清水を含めた演奏が終わると、由香利が光の前に来た。
少し光を睨んでいる。
「こら、清水君ばかりじゃないでしょ!ほら、早く準備して!」
いつのまにか、由香利の隣には、祥子先生と由紀も立っている。
「え?やるの?」
光は、由香利の参加は全く考慮になかったようで、少しウロタエ顔である。
「ほら、始めちゃうぞ!」
今度は、清水が光を急かした。
清水もいきなり「恋はあせらず」のイントロを弾き出してしまう。
同時に、由香利をメインボーカルにした秋のコンサートの再現となった。
光と華奈と光のバッハも好評だった。
「うん、華奈ちゃんの、真摯な演奏だね」
「キラキラ、清らかなバッハだ」
「受験の苦しみも、洗い流されるね」
「華奈ちゃんが光君を必死に見ている、あそこまでだと、けなげだねえ」
「ほんとだねえ、光君は誰を選ぶのかなあ」
様々、演奏とは関係ないことまで囁かれながら、光と華奈の演奏が終わった。
その後、数曲が演奏され、最後は平均律クラヴィア曲集第一番のアヴェ・マリアバージョンで、合唱部のコーラスに華奈が加わり一応終わりとなった。

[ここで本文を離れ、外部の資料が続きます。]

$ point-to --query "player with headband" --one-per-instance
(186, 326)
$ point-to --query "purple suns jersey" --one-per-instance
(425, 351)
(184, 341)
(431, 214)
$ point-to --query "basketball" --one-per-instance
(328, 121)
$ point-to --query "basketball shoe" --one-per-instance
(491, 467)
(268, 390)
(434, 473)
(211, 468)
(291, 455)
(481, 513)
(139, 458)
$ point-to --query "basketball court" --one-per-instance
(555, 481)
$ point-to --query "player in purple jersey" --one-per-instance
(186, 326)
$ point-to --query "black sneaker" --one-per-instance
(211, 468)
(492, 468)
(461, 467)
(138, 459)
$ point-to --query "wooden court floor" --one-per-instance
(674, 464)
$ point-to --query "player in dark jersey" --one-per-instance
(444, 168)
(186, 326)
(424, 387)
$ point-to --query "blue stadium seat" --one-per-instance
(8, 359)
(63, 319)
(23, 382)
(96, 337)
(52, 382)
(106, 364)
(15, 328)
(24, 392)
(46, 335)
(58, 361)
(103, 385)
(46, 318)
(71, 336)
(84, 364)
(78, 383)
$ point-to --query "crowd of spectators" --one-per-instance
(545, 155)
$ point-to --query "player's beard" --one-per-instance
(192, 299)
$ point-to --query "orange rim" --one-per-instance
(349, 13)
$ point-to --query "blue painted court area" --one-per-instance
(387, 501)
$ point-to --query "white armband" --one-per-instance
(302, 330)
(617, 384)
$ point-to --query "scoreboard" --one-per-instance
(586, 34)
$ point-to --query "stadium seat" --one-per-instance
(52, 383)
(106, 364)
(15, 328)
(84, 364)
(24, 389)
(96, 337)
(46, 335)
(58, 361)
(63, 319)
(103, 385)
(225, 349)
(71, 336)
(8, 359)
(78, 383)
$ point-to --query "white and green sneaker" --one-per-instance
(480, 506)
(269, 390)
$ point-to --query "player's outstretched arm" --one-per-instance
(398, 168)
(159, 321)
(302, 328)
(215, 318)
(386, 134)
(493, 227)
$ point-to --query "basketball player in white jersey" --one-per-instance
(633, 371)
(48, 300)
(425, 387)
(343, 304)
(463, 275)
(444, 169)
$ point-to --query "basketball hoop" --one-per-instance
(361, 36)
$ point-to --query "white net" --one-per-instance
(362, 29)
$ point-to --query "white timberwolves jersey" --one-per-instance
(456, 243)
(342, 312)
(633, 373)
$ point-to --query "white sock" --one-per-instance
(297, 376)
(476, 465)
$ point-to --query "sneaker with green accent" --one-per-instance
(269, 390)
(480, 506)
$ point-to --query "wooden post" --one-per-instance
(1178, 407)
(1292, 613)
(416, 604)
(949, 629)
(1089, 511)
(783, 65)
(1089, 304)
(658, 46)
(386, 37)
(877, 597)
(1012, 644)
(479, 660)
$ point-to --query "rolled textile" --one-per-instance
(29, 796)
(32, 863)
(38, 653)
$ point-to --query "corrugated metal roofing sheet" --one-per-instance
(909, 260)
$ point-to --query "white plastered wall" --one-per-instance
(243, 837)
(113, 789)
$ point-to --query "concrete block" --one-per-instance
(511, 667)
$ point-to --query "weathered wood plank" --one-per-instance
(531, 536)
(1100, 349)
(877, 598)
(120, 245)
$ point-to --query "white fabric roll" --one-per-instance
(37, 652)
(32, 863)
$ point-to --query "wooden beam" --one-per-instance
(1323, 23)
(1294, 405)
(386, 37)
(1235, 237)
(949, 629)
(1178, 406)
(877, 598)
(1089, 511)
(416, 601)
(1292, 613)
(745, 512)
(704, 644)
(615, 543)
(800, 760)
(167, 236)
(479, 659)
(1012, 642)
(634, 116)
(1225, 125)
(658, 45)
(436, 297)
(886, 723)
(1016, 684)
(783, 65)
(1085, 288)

しかし、これで終わることはないというのは、謝恩会に集まった全員が理解していた。
校長先生を筆頭に「アンコール」の声がかかり、締めの曲としてモーツァルトの「アヴェ・ヴェルム・コルプス」が演奏された。
卒業生も下級生も生徒も教師も無かった。
全員が、涙を流しながら歌っていた。
卒業式と謝恩会は無事終了し、光、春奈、華奈はソフィーの運転する車で帰宅した。
「お疲れさま、いい卒業式だったね」
今日は春奈が紅茶を淹れている。
「すっごく緊張したけれど、拍手がうれしかった」
華奈も素直になり、本音を言っている。
「当分、本番が無いなあ、気楽でいいや」
光も本音。
とにかく、再びお気楽な生活が始まる、それがいつものボンヤリ顔をさらにボンヤリ化させている。
しかし、ソフィーとしては、それでは困る。
ついつい、きつい言葉をかけてしまう。
「ほら、また忘れているしさ、明日の予定覚えている?」
ソフィーの表情は、春奈と華奈が驚くほどきつい。